Les trois dernières années de la vie de César, qui remplissent une page chez ses historiens les plus consciencieux, pourraient fournir un volume sous le titre : César Borgia en Espagne ; ce travail aurait l’intérêt de compléter le portrait resté inachevé. On montrerait les dernières convulsions du Valentinois, sa résistance persistante aux coups du sort, son énergie insurmontable, et ses manœuvres, jusqu’ici restées ignorées, derrière les murs du château-fort de Medina del Campo.

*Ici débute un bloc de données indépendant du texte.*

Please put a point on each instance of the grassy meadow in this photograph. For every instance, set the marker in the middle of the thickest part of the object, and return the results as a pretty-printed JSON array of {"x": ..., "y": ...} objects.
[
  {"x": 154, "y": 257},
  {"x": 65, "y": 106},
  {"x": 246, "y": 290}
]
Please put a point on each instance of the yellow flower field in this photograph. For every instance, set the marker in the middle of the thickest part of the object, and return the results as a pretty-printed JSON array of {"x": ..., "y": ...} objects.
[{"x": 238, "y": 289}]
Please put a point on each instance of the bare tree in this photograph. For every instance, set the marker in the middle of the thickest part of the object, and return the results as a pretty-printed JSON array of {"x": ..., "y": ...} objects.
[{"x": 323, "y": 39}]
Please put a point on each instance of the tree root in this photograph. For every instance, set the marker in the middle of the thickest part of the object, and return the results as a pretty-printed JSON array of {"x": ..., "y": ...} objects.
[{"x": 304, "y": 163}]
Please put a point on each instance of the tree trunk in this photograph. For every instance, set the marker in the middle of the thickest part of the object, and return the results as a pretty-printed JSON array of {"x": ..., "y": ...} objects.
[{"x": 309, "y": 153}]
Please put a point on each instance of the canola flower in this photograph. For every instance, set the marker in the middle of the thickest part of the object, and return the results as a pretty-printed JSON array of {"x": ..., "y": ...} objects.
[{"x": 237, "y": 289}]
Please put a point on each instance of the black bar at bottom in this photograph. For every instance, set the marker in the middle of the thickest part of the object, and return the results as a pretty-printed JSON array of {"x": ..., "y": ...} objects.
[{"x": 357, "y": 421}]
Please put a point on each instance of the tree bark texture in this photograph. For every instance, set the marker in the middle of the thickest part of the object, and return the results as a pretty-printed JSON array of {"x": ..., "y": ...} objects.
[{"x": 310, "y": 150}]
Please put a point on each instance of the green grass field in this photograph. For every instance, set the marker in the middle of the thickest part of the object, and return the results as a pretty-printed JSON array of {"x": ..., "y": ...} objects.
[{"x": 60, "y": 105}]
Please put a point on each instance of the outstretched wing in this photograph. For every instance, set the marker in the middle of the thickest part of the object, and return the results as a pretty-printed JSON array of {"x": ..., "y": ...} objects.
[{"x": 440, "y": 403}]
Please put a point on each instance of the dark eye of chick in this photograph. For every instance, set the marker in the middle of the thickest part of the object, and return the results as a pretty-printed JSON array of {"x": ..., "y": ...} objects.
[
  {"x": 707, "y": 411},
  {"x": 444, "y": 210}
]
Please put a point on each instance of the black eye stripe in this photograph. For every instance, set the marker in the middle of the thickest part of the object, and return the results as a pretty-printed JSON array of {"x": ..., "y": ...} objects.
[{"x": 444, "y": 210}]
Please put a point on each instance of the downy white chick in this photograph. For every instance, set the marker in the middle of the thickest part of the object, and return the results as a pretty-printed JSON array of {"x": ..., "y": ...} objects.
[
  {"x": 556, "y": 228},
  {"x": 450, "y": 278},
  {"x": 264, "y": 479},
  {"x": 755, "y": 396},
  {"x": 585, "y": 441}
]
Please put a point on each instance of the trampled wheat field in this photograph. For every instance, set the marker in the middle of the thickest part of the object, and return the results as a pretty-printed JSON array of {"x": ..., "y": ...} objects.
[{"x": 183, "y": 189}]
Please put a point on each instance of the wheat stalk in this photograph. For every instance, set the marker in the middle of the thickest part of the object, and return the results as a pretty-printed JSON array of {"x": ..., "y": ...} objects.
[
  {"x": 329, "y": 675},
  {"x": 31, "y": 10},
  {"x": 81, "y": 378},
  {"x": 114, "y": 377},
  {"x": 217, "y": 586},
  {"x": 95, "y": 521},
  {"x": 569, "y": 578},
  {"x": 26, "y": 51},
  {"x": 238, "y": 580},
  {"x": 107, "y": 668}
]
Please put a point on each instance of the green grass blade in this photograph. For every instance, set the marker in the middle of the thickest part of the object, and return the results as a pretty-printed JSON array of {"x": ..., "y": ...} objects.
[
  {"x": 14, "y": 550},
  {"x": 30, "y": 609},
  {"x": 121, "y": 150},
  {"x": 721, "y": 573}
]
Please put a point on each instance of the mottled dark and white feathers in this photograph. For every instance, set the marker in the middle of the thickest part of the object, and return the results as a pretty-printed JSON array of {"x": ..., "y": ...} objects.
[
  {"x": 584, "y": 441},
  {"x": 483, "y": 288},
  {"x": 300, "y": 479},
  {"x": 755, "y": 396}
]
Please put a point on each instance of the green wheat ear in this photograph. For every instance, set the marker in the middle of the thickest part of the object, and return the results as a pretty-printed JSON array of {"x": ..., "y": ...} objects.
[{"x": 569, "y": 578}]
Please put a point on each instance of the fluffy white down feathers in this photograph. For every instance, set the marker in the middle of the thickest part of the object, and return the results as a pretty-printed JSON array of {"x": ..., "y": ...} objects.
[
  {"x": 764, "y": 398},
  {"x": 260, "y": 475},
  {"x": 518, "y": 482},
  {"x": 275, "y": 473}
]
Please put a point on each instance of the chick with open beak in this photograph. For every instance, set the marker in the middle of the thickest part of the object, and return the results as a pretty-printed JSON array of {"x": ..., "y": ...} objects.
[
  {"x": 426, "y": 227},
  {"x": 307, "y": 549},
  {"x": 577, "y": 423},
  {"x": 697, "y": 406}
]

Les documens existent : les pièces du procès fait par le roi catholique à son geôlier, Gabriel de Japia ; les interrogatoires des complices de sa fuite, le rapport sur son itinéraire de La Mota jusqu’à Santander ; la mission de son majordome Requesens auprès de Louis XII, les lettres échangées entre le Valentinois et le roi Jean de Navarre ; enfin, le récit circonstancié de sa mort, et même le procès-verbal de l’exhumation de ses restes dans l’église de Viana, tout est encore inédit dans les dépôts d’archives de l’Espagne et de l’ancienne petite cour de Navarre. On prouverait ainsi que ces trois années, qui n’ont pas eu d’historien

  1. Inventaire de la duchesse de Valentinois. (Paris, Quantin, 1878.)